Claude Vigée, par Anne Mounic
26 septembre 2011
Claude Vigée, Rêver d’écrire le temps : De la forme à l’informe. Paris : Orizons, 2011.
Cet ouvrage épais, publié par Daniel Cohen aux éditions Orizons, rassemble les essais majeurs de Claude Vigée, non republiés en 2006 dans Etre poète pour que vivent les hommes : Choix d’essais 1950-2005. L’ouvrage, conformément au mouvement de l’œuvre poétique et critique de son auteur, se compose de trois parties : A l’encontre : Critique de l’idéalisme occidental ; Joute amoureuse : L’événement de la reconnaissance ; De la forme à l’informe : Une poétique de la voix. Introduit par un essai intitulé « Littérature et judéité », il se conclut par deux entretiens de Claude Vigée, l’un avec Denise Gamzon et Charlotte Wardi, « Le poète juif et la langue française », l’autre avec Francine Kaufmann, « L’épiphanie de la voix ». Les essais ici réunis proviennent d’ouvrages publiés entre 1960 (Les Artistes de la Faim) et 2001 (Le passage du Vivant) ; Révolte et louanges (1962) et L’Art et le démonique (1978), deux recueils essentiels, sont représentés avec des études sur la poésie des dix-neuvième et vingtième siècles, sur Paul Claudel, Albert Camus et Jorge Guillen, sur André Malraux et Flaubert. Dans son appréciation critique, Claude Vigée fait siennes ces paroles de Martin Buber qu’il rapporte en évoquant celui qu’il connut à Jérusalem au début des années soixante : « La reconnaissance d’autrui ne s’effectue pas seulement à l’intérieur de l’âme, mais elle sort de l’âme pour aller dans le monde, et y devient un événement actuel. » (p. 365) Ainsi il ne juge pas les auteurs dont il parle, mais évalue leur œuvre selon le critère existentiel.
« Chaque œuvre de beauté, » écrit-il dans « L’Art et l’esprit », « est une protestation élevée contre l’injustice, dont l’objet est d’étouffer dans son germe la légitime aspiration au paradis sur terre qui anime au départ tous les hommes. » (p. 387) Et il affirme aussi : « En dépit des poètes eux-mêmes, tout art est un élan vers la joie. »

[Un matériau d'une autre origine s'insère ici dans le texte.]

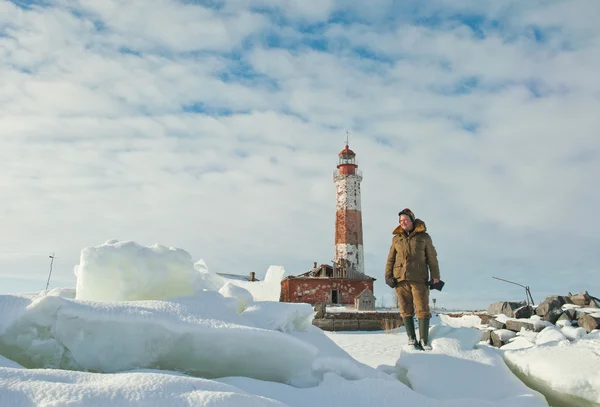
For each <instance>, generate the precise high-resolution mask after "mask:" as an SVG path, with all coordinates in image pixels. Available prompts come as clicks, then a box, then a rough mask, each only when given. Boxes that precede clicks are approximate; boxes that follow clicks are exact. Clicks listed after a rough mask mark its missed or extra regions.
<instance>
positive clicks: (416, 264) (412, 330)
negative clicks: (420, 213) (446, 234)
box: [385, 208, 440, 350]
mask: <svg viewBox="0 0 600 407" xmlns="http://www.w3.org/2000/svg"><path fill="white" fill-rule="evenodd" d="M398 216H399V217H400V225H399V226H398V227H396V229H394V232H393V234H394V237H393V239H392V246H391V247H390V252H389V254H388V259H387V263H386V267H385V278H386V280H385V281H386V282H390V283H388V284H390V285H391V286H392V287H393V286H395V289H396V293H397V294H398V299H399V303H400V314H401V315H402V319H403V320H404V326H405V327H406V334H407V335H408V344H409V345H411V346H413V347H414V348H416V349H422V350H431V346H430V345H429V319H430V318H431V313H430V312H429V282H430V280H433V283H439V282H440V268H439V265H438V261H437V252H436V251H435V247H434V246H433V242H432V241H431V237H430V236H429V234H427V228H426V227H425V222H423V221H422V220H420V219H415V214H414V213H413V212H412V211H411V210H410V209H408V208H405V209H403V210H401V211H400V213H398ZM415 311H416V314H417V318H418V319H419V342H417V339H416V334H415V322H414V319H413V316H414V315H415Z"/></svg>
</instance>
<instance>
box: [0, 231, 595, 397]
mask: <svg viewBox="0 0 600 407" xmlns="http://www.w3.org/2000/svg"><path fill="white" fill-rule="evenodd" d="M76 273H77V277H78V282H77V291H75V290H72V289H62V290H58V289H57V290H52V291H50V292H41V293H31V294H14V295H2V296H0V406H15V407H18V406H52V407H60V406H65V407H66V406H69V407H71V406H109V405H110V406H165V405H169V406H170V407H176V406H298V407H299V406H307V405H312V406H345V407H347V406H365V405H376V406H398V405H407V406H432V407H433V406H490V407H491V406H498V407H500V406H502V407H509V406H510V407H512V406H517V407H521V406H522V407H534V406H547V405H548V404H547V402H546V400H545V399H544V397H543V396H542V395H541V394H539V393H538V392H536V391H534V390H531V389H530V388H528V387H527V386H525V385H524V384H523V383H522V382H521V381H520V380H519V379H517V377H516V376H515V375H514V374H513V373H512V372H511V371H510V370H509V368H508V367H507V365H506V363H505V362H504V360H506V361H508V363H509V364H510V367H511V368H512V369H519V370H520V371H521V372H523V374H526V375H529V376H530V377H534V378H536V379H537V380H540V381H543V382H545V383H548V385H549V386H551V387H553V388H555V389H558V390H559V391H560V392H562V393H567V394H572V395H575V396H578V397H581V398H582V399H586V400H588V401H589V402H590V403H592V402H595V403H599V402H600V397H599V393H598V390H599V389H600V336H599V334H598V332H592V333H591V334H585V335H581V333H580V332H579V333H576V334H575V333H573V335H572V339H567V338H566V337H565V336H564V335H563V337H562V338H561V337H560V336H558V334H557V331H553V332H550V330H549V331H547V333H544V332H542V333H540V334H538V335H535V336H533V335H531V334H527V333H523V334H522V335H519V336H518V337H517V339H518V341H515V346H513V347H512V348H511V349H509V350H503V349H500V350H499V349H495V348H492V347H489V346H487V345H484V344H482V343H479V340H480V335H481V332H480V331H479V330H477V329H474V328H473V327H476V326H479V325H480V324H481V321H480V320H479V318H477V317H467V318H461V319H456V318H448V317H445V316H442V318H441V319H439V318H435V319H434V320H432V328H431V331H430V335H431V338H432V346H433V350H432V351H431V352H418V351H413V350H410V349H407V347H406V346H405V345H406V335H405V333H404V330H403V329H399V330H395V331H392V332H389V333H385V332H372V333H364V332H363V333H332V332H328V333H324V332H323V331H321V330H319V329H318V328H316V327H314V326H313V325H312V324H311V320H312V317H313V310H312V308H311V306H310V305H308V304H283V303H278V302H276V299H278V290H279V281H280V279H281V276H282V275H283V272H282V269H281V268H279V267H272V268H271V269H270V270H269V271H268V272H267V278H265V281H263V282H261V283H260V284H258V283H248V282H241V281H233V280H231V281H227V279H224V278H222V277H219V276H216V275H214V274H212V273H211V272H210V271H209V270H208V268H207V267H206V265H205V264H204V263H203V262H201V261H200V262H198V263H196V264H195V265H194V264H193V263H192V259H191V258H190V257H189V255H188V254H187V253H186V252H185V251H182V250H181V249H172V248H165V247H162V246H158V245H156V246H153V247H149V248H145V247H142V246H138V245H136V244H135V243H132V242H116V241H110V242H107V243H106V244H105V245H102V246H99V247H96V248H89V249H86V250H84V251H82V259H81V262H80V264H79V265H78V266H77V267H76ZM171 280H173V281H174V283H170V281H171ZM274 290H275V291H276V292H275V291H274ZM276 294H277V295H276ZM558 333H561V332H560V331H558ZM561 335H562V333H561ZM563 338H564V339H563ZM525 341H526V342H527V343H525ZM519 344H520V345H519Z"/></svg>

Claude Vigée, homme d’une grande culture, exprime sa pensée profonde dans un langage simple. Comme poète et penseur du rythme, il précède Henri Meschonnic en sa réflexion : « L’arbitraire du rythme renouvelle le langage », affirme-t-il. Langage rythmé rime avec liberté, mais cette liberté ne s’affranchit pas de son lien avec le monde ; le poète le chante, bien au contraire : « A cet instant, l’impulsion mère du chant s’engage dans le monde des images, des sons et des choses qui servent à la désigner. Elle devient l’objet de métamorphoses libératrices dans lesquelles elle se réalise. Le souffle originel de l’âme se détend en création. Par le poème il se fait le libre esclave du monde, présence humaine, affirmation du réel qu’il vivifie et consacre. » (p. 405)
Je ne saurais trop recommander cette lecture, qui renouvelle non seulement la conception du poème, mais également celle de la vie.